Articles

A View from the Easel

CHICAGO — The 26th installment of a series in which artists send in a photo and a description of their workspace.

Want to take part? Submit your studio, just check out the submission guidelines.

Stewart Bremner, Edinburgh, Scotland (site)

I have my studio in the living room of my flat in the Leith area of Edinburgh. It’s an affordable solution in a busy and expensive city. Leith is particularly vibrant and there is a lot of life going on around here. The flat is on the first floor (that’s the one above the ground floor) of a late Victorian tenement, three floors high, and stone-built. The windows are big and south-facing and with only a one floor timber yard across the street, the room is very bright.

I work at an architect’s drawing board that gives me a good solid support for my work. My materials are on a table and work bench to either side, all within easy reach. It keeps things compact and stops my workspace from taking over too much of my living space.

The walls and floor are covered in bubble wrap, to protect them from my sometimes over-enthusiastically applied paint. When the wind blows at the right angle through an open window, the sheets wave and rustle gently. At the times when I really need to concentrate, I put some bubble wrap over the windows as well, so that the activity in the street outside doesn’t catch my attention. I listen to music on headphones as well, for the same reason.

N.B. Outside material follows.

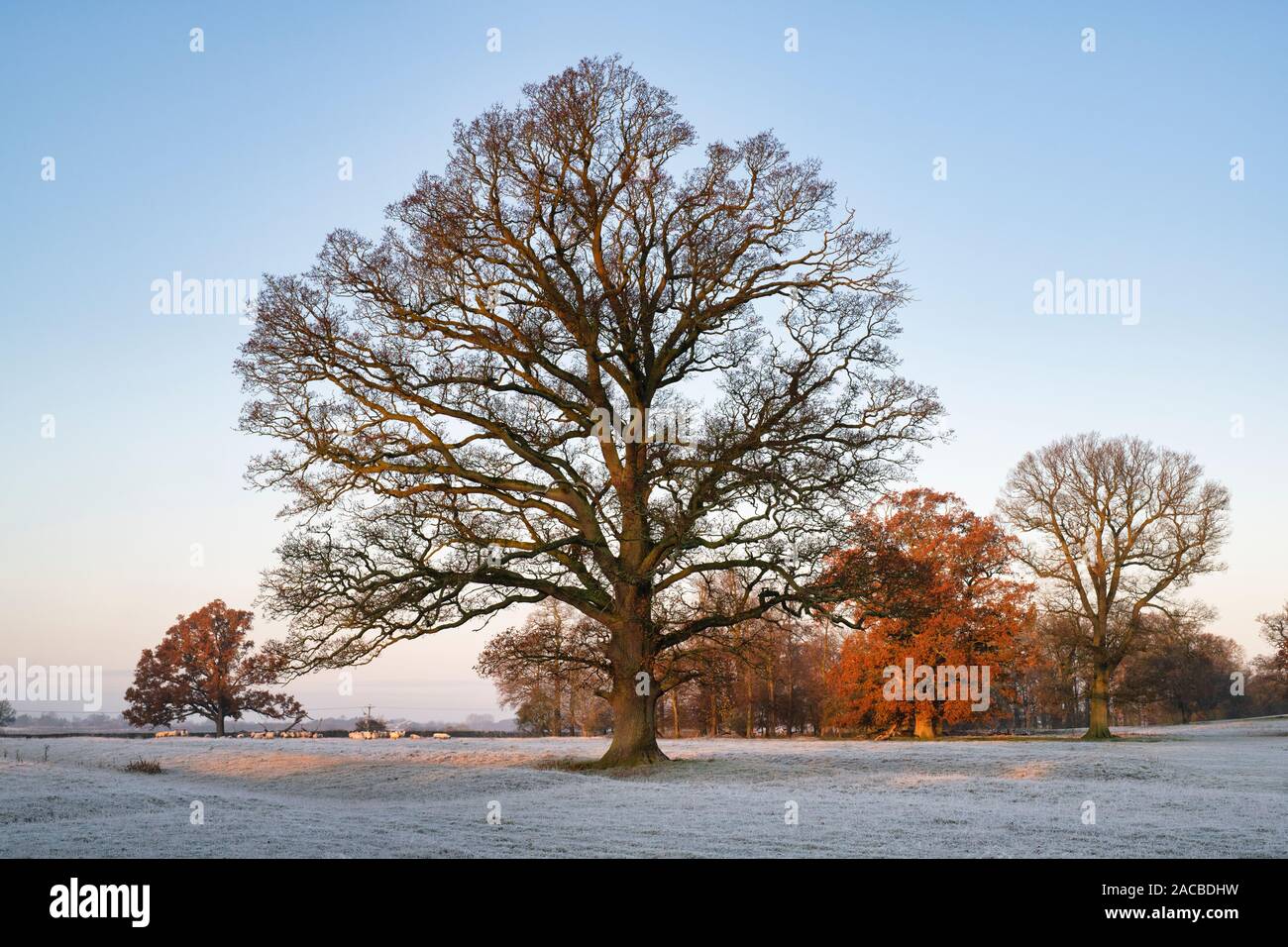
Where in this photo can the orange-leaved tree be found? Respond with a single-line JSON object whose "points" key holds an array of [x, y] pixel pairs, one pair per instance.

Carolyn Curtis, Albuquerque, New Mexico (site)

My space was an old workshop on the side of our apartment built in the mid-50s. One wall is lined with the old insides of a walk in cooler for me to be able to more easily hang things than on the old brick.

Since starting my 366 mail art project I enter here every morning coffee in hand to sit at my desk and create a 4×5 card. This is where having a space and a screen printing press comes in handy to be able to make my own prints, cards, shirts, experiment, and play. Another reason I never spent a lot of time building my studio out into a gallery room is I make messes. Be it painting, printing, collage, paper mache, making masonite cutouts or designing tanks I am making a mess.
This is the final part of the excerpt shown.